The Smash Summit 13 prize pool is extremely low — but not for Melee


There has been a lot of hype surrounding Summit 13. The major is one of the biggest Melee showcases of the year, just as it has been 12 other times. But despite being an iconic Melee event that is seen as one of the most important proving grounds of the year, the prize pool is astonishingly low — and that's nothing new either. 


It was recently pointed out that Summit 13's prize pool for the singles bracket currently sits at a little over $24,000. Almost 60% of that is crowdfunded, meaning more than half of the prize pool comes from the community's donations and purchases.

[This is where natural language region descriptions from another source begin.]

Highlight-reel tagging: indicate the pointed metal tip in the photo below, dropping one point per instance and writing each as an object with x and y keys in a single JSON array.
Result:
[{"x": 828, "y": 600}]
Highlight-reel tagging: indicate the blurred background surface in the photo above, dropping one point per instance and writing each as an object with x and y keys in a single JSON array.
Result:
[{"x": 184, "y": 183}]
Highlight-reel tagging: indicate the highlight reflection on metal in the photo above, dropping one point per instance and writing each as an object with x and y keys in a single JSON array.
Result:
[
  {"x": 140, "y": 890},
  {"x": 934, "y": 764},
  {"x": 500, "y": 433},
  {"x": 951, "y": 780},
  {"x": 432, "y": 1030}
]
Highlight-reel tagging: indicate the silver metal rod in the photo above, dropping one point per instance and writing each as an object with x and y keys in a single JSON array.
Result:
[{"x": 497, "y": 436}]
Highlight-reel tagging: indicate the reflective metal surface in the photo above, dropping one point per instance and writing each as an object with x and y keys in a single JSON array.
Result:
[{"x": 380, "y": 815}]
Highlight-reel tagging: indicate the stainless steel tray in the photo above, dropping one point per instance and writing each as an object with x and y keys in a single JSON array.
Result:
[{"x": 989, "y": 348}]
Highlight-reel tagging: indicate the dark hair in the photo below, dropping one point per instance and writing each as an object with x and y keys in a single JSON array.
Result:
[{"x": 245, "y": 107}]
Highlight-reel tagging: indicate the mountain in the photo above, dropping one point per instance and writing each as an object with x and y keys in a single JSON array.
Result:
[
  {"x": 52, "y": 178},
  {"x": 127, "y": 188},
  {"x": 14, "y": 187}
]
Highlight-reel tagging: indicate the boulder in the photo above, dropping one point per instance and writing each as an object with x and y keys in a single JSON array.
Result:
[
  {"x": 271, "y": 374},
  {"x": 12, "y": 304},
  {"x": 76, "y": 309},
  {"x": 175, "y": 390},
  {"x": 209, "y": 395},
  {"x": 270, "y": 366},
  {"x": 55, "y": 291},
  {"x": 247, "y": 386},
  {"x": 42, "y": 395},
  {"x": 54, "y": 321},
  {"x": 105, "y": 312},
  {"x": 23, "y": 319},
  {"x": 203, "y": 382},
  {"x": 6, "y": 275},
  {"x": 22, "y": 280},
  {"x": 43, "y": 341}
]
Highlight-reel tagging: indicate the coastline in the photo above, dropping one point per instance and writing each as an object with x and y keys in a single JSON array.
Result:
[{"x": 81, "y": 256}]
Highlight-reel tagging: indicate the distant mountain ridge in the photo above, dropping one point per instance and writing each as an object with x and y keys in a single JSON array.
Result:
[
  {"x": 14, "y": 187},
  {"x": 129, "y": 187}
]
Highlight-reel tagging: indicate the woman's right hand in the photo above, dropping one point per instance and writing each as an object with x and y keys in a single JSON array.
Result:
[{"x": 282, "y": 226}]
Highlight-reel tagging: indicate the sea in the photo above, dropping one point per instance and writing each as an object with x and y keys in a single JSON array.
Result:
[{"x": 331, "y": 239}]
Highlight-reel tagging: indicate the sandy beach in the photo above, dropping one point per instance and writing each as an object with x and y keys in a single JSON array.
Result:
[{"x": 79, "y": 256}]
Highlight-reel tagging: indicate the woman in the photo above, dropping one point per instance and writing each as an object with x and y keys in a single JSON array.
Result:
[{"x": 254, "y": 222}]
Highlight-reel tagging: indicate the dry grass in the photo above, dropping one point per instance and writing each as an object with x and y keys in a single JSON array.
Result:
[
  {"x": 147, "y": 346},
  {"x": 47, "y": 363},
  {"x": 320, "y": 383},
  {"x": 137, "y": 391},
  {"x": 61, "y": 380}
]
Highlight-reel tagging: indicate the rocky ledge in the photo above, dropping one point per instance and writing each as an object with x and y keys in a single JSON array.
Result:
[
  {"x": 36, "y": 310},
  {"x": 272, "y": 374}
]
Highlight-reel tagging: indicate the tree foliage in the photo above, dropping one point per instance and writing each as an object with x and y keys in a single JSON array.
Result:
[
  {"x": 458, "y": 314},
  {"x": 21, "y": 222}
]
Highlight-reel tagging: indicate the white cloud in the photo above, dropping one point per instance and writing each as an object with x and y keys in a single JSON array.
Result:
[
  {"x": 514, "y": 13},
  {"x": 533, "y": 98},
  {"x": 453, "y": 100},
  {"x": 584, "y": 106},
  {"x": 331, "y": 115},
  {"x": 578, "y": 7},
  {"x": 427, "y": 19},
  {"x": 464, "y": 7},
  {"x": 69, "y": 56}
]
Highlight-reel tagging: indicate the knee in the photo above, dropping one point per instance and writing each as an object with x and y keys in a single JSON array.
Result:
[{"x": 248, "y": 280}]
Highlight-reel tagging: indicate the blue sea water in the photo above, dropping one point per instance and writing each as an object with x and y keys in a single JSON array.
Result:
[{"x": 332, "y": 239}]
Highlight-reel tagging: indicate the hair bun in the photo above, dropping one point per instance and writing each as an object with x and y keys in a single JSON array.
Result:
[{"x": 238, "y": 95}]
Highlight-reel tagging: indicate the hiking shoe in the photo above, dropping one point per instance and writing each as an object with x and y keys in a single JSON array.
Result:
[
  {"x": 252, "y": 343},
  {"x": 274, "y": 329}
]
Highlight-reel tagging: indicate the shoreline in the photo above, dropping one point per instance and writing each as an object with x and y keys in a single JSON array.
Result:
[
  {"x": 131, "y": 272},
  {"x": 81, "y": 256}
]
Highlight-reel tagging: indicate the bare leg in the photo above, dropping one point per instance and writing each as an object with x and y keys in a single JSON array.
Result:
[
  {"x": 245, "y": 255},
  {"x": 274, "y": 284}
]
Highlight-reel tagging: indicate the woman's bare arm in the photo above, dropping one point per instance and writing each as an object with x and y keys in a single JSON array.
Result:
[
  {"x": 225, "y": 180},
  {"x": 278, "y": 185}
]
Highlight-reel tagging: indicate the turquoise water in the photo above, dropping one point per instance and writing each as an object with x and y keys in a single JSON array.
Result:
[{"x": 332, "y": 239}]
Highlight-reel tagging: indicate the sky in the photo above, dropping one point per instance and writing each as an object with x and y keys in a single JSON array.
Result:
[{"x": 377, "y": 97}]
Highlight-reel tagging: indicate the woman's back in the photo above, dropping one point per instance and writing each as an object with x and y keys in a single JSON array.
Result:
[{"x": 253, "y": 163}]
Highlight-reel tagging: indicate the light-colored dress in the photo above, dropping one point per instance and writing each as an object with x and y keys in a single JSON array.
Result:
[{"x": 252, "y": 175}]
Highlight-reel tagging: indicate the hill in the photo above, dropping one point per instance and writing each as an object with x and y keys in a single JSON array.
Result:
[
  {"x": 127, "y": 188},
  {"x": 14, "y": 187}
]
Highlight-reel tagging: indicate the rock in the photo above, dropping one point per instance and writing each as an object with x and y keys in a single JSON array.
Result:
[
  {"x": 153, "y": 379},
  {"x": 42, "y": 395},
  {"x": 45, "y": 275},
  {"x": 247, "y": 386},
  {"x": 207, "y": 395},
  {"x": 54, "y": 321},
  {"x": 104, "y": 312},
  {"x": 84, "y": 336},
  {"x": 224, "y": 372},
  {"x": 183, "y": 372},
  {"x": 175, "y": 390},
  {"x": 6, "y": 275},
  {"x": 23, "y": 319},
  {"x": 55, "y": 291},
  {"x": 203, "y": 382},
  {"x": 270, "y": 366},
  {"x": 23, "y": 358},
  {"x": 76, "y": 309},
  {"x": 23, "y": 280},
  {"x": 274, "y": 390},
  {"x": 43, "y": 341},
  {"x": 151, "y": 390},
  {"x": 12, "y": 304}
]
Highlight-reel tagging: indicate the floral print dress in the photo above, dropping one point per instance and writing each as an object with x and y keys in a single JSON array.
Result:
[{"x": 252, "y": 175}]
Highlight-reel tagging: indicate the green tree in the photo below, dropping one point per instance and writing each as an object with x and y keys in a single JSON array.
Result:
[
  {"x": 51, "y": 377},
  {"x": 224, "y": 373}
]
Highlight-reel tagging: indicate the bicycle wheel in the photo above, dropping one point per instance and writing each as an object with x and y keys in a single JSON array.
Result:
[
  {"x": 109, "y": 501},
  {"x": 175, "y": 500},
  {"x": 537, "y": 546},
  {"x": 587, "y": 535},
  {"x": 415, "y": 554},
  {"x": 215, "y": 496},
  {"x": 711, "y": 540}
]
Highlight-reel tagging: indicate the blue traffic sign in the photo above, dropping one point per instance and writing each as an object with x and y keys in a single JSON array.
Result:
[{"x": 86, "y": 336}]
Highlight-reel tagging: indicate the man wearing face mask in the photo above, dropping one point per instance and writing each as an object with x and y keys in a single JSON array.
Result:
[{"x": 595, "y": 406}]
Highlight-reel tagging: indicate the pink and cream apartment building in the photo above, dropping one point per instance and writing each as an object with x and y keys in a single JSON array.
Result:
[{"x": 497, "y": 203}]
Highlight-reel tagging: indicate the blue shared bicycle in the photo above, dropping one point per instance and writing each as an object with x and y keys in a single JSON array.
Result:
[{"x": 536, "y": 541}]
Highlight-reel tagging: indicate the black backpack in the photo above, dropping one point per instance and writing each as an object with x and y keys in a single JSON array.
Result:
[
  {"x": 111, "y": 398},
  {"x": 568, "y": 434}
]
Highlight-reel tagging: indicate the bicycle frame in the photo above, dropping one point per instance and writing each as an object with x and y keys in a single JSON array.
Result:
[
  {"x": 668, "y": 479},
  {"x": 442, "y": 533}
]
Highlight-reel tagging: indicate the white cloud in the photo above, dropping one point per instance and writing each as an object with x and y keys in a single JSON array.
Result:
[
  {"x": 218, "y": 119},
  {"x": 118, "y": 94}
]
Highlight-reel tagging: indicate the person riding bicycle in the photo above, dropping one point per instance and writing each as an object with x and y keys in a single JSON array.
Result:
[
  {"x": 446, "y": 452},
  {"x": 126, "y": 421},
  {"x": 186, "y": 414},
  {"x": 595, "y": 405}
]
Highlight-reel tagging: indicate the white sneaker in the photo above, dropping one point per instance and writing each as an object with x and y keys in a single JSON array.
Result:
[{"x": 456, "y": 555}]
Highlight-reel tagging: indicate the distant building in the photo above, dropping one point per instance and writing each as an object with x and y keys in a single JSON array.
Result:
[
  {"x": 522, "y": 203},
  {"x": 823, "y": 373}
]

Due, perhaps, to fan burnout with Summit's to this reliance on fans and grassroots tournament organizers, Summit 13 currently has the third-lowest prize pool in Smash Summit history. 


But even more shocking, it's the 16th largest Melee tournament prize pool ever. That means that $24K is enough to make Smash Summit 13 one of the most lucrative Melee events in the past two decades. And that's not a good look for the scene. 



It's no shocker at this point that Melee isn't as lucrative as League of Legends, Dota 2, and Counter-Strike when it comes to being a pro player. Super Smash Bros. has long been a community-oriented esports scene that doesn't have flashy sponsorships or a publisher-supported league. While the Smash community takes pride in shaping their esports scene without outside interference, it still has left a bad taste in competitors' mouths. 


Tyler "Ninja" Blevins recently revealed that Nintendo ghosted him when he reached out with the proposal of adding his own $500K to the Smash prize pool at Evo 2019. This may sound wild when you first hear it, but Smash fans have been unmoved by this information. Nintendo hasn't been supporting the scene for years. Nintendo hasn't supported the scene ever. Period. 


Not only has Nintendo not provided prize pools or financial support to the competitive side of Smash, but the company has also purposefully attempted to shut down the community's attempts at doing it themselves. This has ranged from getting Melee removed from Evo to fighting against Project+ side events. 


Nintendo teamed up with Panda Esports a while back with promises of a new circuit for Melee and Ultimate. So far, nothing has been revealed and the year is halfway over. That's not a shocker either. There is a reason Hungrybox used his platform at the Streamer Awards to call out Nintendo — there's nothing to lose by doing so. And no wonder Mango is thinking about retiring. He would make substantially more money streaming than competing at Summit. 


Despite having very litte money on the line, Melee has survived by creating exciting narratives and rivalries. There's pride on the line. There are titles on the line. There's respect, revenge, and hope. But there's no money. While the Smash community has questioned raising entry fees to create a bigger prize pool, that would still mean almost all the money comes from fans.


How long can the scene survive without top players being able to pay for their flights to majors? How long can the scene survive without the promise of sponsorships or cash for hopefuls and up-and-comers? Only time will tell, but the signs from Summit are that the community is beginning to run out of patience with crowd-funded events.